Don’t do the mistake of ignoring Lucknow as a tourist destination. Infrastructure wise Lucknow has everything which a tourist may want – good air, rail and road connectivity with all the major cities in India, hotels for all ranges – from luxury to budget, you name it and the city has it, major international hotel chains like Taj group, Marriottt, Radisson, Hilton etc. are present here, ample transportation options in the city, excellent shopping opportunity, food joints dishing out some mouth-watering local cuisine and yes a rich cultural and historical heritage.
In every part of Lucknow there is a piece of history hidden waiting to be discovered. There is a story in every nook and corner of Lucknow, be it the old city or the outskirts. Lucknow or the erstwhile Awadh or Oudh (the British pronunciation) has always played an important role in India’s freedom fight – be it the being one of the most important centres during the First War of Indian Independence (the Revolt of 1857 or the Sepoy Mutiny as the British like to refer), or be the part of Gandhiji’s Quit India movement, Swadeshi movement. Lucknow had in the past always been the favourite place for the Indian Freedom Fighters.
In the Hidden Gems series we would talk about some lesser known and unknown tourist destinations in Lucknow.
Hidden in a corner, in the green Cantonment Area of Lucknow is a Gem known as Dilkhusha Palace or Dilkhusha Kothi. Adjacent to Dilkhusha Palace is the nicely maintained Dilkshusha Garden which is maintained by the Lucknow Development Authority.
Dilkhusha Palace is currently under the Archaeological Survey of India (ASI) who handles the restoration and maintenance of the same. There was no entry charge to this monument when we visited.
Dilkhusha Palace or Dilkhusha Kothi does not cover a very large area, it’s more like a big bygone era bungalow which at the time when it was constructed was on the outskirts of the city deep inside a forest area with a waterbody close by.
The palace complex was constructed in European style using traditional Lakhori bricks, plastered with Lime and decorated with plastered mouldings during the reign of Nawab Sadaat Ali Khan (1798-1814). Nawab Saadat Ali Khan was the 5th Nawab Wazir of Awadh/Oudh. His friend Major Gore Ousley a British resident planned, designed and constructed the same. This initially was to be used a hunting lodge for the Nawabs, subsequently used as a summer resort. The corner of the palace was adorned with towers which had circular towers. The design of the palace bore a resemblance to the style of Seaton Delaval Hall in Northumberland, England.

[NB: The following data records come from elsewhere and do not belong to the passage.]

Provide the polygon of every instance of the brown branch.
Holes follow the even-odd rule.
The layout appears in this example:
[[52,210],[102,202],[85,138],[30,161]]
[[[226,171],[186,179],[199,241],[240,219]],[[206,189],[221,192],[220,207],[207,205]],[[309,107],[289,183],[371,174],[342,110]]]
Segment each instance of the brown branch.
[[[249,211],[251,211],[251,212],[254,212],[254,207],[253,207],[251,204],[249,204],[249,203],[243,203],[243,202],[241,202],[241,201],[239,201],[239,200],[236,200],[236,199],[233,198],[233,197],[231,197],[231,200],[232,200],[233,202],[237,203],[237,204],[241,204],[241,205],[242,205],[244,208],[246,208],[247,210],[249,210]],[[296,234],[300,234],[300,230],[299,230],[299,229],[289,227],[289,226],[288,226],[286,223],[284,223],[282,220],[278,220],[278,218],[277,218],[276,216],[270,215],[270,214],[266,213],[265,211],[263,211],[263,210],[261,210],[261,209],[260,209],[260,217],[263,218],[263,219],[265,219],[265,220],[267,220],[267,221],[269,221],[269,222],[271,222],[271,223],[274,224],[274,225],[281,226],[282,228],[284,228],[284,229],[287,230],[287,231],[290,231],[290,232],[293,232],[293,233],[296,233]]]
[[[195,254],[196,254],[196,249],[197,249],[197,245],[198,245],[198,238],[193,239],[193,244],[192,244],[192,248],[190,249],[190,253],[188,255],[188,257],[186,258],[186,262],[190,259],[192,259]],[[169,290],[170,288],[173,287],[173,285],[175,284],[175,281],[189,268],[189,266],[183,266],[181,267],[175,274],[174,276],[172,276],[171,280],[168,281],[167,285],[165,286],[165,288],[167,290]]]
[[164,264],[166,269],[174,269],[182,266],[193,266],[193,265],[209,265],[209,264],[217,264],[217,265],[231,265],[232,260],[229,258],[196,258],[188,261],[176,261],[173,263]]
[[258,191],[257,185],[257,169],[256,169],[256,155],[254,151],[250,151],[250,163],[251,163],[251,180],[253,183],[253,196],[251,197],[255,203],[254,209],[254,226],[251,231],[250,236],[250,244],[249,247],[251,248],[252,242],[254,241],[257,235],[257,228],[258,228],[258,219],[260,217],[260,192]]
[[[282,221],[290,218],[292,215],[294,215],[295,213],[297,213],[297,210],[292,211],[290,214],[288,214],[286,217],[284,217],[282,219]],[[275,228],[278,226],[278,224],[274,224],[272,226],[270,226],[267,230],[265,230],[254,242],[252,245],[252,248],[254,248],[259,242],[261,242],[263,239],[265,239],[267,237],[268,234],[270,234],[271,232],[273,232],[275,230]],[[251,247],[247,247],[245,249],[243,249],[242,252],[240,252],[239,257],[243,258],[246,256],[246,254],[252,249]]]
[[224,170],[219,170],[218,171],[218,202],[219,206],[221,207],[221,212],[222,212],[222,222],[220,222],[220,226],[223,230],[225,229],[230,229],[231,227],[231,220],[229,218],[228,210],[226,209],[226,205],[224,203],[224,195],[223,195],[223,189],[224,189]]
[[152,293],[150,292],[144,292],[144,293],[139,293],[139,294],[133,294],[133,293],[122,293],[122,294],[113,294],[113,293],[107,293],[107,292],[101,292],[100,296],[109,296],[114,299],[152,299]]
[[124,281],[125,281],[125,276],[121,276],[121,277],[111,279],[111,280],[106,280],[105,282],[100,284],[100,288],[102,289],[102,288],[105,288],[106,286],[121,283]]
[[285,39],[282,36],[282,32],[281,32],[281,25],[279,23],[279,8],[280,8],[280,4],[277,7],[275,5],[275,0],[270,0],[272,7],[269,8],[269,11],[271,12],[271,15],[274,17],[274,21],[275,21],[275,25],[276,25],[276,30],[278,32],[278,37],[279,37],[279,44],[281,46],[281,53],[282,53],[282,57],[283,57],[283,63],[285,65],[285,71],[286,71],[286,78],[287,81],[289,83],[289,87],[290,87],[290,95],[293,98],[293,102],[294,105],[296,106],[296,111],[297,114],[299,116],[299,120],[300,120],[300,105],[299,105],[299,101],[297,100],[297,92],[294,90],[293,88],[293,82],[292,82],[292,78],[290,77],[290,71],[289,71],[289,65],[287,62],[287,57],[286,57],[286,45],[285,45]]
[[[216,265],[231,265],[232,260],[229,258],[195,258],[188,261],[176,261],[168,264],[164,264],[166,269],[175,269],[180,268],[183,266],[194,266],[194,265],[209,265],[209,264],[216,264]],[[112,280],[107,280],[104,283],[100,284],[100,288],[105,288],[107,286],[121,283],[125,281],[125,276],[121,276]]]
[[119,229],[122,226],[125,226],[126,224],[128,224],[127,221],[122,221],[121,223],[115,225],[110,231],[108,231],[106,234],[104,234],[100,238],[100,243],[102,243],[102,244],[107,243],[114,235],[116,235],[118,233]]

Nawab Nasir-ud-din Haider (1827-1837) made some more additions.
During the revolt of 1857 (first war of Indian Independence/sepoy mutiny) the entire complex was centre of British military activity. The complex suffered major damages. British General Sir Henry Havelock breathed his last in the complex (he didn’t die a glorious death fighting in the war but due to dysentery which was caused by the siege), in November 1857.
Some restoration was done when the revolt was crushed and it became the residence of Commanding Officer of the Oudh Division (British) until it was declared unsafe (ref. Historic Lucknow, Sidney Hay).
Other than the main or the old building, there is another building in the complex which is known as the North East Building. This building was constructed by last king of Awadh, Nawab Wajid Ali Shah (1847-56) to the north east of Dilkhusha Palace on the east west axis. This building again was built in European style using the traditional kiln baked Lakhori bricks plastered with lime. The ground next to it (the present day Dilkhusha Garden) was cleared and was used for military exercises for his troops during the early years of his reign. The British objected to the same and ordered the same to be stopped.
There are two graves of British residents inside the complex enclosed with a small boundary right next to the old palace building.
This place definitely is worth a visit.
PS – Lakhori bricks were kiln baked, only 19 mm thick and normally about 10 cm x 15 cm. These bricks because of their small size were extensively used for creating finer details on the wall and column surfaces.